Sr. Deputado, depois diz que estamos invejosos das obras do Governo!...
Srs. Deputados, devo dizer-lhes que para fazer obras públicas quando há dinheiro, arquitectos, empreiteiros e engenheiros, a única coisa necessária é o «despacho». É a glória do despacho,...
Risos do PS. ... que, na verdade, não gasta assim tanta tinta!...
De qualquer modo, o que é preciso é ver que obras... Que obras?! São obras de fachada ou são obras úteis? E, depois, durante quanto tempo se fazem essas obras e com que custos são elas feitas?
Vocês não puderam desmentir que as obras, inclusivamente as do «mostrengo», começaram por custar 6 milhões de contos, e que já vão em 40 milhões de contos - aliás, há-de custar mais do que isso, pois as estradas estão a ser feitas de noite para que se possam inaugurar antes do próximo acto eleitoral!... Quer dizer, estes aspectos não interessam nada à democracia, isto é, obra de fachada em primeiro lugar -ainda por cima, feia e errada e mal situada; em segundo lugar, obras feitas com preocupação eleitoralista para inauguração antes das eleições- custando duas ou três vezes mais aquilo que deviam custar!... Em nossa opinião, tudo isto é «plenamente democrático», não é merecedor de crítica, é apenas objecto da nossa inveja!... Bom..., se os senhores não vêem na nossa crítica mais do que «inveja», na verdade, têm de ir ao oftalmologista!...
Vozes do PS: - Muito bem! Risos do PSD.
O Orador: - Sr. Deputado José Silva Marques, depois gosto de ouvir as sua intervenções «chocarreiras» e, nesse aspecto, não me chocam. Elas são «chocarreiras» e, para lhe ser franco, não me chocam. E mais uma vez o Sr. Deputado foi «chocarreiro», mas também não foi tão talentoso como costuma ser... No fundo, o Sr. Deputado estava lá com um problema de consciência e diria: «Este 'malandro' tem alguma razão e estou, de facto, sequestrado do pleno domínio da minha vontade!...»
Aplausos e risos do PS.
O Orador: - Depois não sei onde é que o Sr. Deputado descobriu que fui eu o autor do slogan «PS só»!... Bem!... O Sr. Deputado lá deve ter inventado isso, mas acredite que não é verdade. Não fui o inventor dessa política. Agora o que dizemos - e não confunda - é o seguinte: apelar à maioria absoluta é um direito de todos os partidos, sobretudo daqueles que têm algumas chances de consegui-la. O que não é direito de qualquer partido é recusar-se a governar se tiver ganho as eleições e não tiver a maioria absoluta.
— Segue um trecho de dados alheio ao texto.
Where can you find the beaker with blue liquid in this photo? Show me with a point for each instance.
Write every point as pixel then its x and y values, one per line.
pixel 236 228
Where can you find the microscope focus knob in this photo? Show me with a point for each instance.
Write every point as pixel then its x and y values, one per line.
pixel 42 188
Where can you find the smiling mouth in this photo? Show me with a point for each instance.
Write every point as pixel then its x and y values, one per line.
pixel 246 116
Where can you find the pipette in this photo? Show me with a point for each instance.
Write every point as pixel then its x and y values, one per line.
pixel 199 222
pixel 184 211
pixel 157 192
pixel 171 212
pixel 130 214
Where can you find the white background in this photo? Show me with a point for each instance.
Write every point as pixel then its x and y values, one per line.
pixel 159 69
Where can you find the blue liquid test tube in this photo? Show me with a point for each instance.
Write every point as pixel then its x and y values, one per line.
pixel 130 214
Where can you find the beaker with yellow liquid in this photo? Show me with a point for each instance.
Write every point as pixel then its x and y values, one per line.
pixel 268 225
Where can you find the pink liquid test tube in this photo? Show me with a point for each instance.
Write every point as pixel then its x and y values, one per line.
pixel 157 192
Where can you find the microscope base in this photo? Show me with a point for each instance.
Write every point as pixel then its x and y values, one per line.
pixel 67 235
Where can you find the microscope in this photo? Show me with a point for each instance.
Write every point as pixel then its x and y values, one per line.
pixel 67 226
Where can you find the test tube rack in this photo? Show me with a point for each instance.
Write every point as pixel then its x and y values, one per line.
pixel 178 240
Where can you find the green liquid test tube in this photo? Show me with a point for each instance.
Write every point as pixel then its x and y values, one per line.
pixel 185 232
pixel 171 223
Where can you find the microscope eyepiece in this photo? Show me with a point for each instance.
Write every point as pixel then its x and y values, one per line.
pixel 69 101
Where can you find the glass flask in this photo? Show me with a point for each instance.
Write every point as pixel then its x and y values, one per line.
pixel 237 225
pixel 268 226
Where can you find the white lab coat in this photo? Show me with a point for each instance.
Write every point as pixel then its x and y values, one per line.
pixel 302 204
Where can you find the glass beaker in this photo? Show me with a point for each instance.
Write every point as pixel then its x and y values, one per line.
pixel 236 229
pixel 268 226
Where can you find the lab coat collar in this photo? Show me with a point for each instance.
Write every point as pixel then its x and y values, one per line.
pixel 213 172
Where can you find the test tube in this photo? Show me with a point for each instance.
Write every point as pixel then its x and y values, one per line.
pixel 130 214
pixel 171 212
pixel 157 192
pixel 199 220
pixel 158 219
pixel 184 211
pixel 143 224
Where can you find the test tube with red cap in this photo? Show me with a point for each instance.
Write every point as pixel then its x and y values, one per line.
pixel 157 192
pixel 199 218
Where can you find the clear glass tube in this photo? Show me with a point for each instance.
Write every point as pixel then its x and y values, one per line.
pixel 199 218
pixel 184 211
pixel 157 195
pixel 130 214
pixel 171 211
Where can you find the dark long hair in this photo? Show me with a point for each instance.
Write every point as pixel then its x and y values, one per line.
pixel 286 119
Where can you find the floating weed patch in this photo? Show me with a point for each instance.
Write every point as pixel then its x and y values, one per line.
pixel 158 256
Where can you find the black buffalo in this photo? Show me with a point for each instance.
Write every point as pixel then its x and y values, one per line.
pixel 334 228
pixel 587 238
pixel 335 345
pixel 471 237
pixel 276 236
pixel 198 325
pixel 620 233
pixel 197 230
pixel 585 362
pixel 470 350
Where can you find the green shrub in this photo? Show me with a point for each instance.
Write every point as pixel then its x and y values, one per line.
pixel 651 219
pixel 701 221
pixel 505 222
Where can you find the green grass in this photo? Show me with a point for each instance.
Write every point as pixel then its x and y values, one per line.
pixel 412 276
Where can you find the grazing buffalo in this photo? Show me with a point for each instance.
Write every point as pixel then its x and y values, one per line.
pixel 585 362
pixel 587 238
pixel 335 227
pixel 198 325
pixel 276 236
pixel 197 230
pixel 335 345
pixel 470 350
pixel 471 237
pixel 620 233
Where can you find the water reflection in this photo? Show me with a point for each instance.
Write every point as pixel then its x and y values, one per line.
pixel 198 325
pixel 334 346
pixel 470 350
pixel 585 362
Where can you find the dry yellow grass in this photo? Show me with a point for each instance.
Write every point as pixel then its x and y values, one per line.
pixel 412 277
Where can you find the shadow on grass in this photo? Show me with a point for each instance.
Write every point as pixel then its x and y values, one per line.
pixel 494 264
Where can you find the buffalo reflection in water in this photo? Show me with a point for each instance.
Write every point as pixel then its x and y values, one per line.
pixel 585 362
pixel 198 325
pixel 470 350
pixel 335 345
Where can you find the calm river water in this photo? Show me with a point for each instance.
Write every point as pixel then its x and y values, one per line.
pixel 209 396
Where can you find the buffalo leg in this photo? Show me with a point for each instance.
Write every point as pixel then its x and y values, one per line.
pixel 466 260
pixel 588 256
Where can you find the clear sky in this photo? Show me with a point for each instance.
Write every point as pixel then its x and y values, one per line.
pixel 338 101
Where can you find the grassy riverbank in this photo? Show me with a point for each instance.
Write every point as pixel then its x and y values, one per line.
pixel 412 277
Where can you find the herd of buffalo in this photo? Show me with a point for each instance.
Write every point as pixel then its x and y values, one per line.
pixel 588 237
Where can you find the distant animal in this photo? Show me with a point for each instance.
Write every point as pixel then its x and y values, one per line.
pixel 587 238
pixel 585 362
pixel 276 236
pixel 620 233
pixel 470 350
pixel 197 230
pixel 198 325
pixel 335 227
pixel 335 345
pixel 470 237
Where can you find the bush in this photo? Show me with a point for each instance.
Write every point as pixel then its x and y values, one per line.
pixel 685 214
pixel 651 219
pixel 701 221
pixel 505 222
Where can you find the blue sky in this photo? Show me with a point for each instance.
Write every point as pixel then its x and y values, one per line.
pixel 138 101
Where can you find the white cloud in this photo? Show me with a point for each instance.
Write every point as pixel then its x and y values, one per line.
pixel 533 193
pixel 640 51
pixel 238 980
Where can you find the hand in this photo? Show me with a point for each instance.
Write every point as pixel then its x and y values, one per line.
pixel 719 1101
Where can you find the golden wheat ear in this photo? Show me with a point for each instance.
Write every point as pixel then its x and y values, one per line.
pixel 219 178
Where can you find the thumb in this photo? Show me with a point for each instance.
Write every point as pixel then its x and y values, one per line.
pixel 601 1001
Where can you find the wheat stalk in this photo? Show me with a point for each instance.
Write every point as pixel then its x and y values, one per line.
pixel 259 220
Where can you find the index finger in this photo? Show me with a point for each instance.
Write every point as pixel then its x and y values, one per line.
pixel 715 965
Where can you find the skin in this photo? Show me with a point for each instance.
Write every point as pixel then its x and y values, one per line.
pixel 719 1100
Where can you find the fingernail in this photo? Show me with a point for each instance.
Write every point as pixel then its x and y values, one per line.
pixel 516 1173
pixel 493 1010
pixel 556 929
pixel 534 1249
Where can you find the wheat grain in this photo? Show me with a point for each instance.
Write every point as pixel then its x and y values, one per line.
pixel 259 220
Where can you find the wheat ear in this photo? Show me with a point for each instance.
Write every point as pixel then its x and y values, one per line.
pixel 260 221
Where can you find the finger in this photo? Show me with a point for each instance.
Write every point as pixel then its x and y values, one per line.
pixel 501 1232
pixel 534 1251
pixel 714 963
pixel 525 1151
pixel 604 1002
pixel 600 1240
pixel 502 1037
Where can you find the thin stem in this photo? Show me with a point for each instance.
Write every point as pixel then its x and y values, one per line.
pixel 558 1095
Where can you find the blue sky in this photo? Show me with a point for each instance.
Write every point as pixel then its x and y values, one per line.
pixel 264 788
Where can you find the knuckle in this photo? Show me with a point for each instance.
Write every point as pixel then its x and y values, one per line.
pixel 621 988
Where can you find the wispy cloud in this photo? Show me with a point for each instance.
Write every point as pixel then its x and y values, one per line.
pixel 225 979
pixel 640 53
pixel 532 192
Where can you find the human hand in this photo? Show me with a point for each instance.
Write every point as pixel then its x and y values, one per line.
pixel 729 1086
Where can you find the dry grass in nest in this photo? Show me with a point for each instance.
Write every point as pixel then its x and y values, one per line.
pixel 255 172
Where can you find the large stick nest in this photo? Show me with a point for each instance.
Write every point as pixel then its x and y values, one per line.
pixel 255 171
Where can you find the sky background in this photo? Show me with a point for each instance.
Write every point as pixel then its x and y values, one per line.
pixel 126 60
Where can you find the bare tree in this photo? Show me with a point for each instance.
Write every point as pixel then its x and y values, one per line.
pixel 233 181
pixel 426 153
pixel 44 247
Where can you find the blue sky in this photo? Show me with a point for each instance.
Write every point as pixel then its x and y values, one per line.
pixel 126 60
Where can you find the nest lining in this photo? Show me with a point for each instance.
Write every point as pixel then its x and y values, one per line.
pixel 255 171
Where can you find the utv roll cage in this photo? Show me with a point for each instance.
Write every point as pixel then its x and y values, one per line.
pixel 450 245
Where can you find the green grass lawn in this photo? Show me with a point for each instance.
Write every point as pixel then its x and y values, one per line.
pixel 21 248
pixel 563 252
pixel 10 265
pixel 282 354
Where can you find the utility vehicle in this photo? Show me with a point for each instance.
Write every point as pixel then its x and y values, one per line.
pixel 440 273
Aplausos do PS e do deputado do CDS, Basílio Horta.
Se assim fosse o Primeiro-Ministro Michel Roccard não estaria a governar em França... e a Itália se, desde a guerra tivesse tomado a atitude que tomou o vosso Primeiro-Ministro, não tinha tido um só governo!
Vozes do PS: - Muito bem!
O Orador: - Por outro lado, os senhores não desmentiram isto, que é óbvio: é que o Primeiro-ministro quando diz isto é para fugir às incomodidades que vêm aí, ou seja, às que resultam de governar no após-governo.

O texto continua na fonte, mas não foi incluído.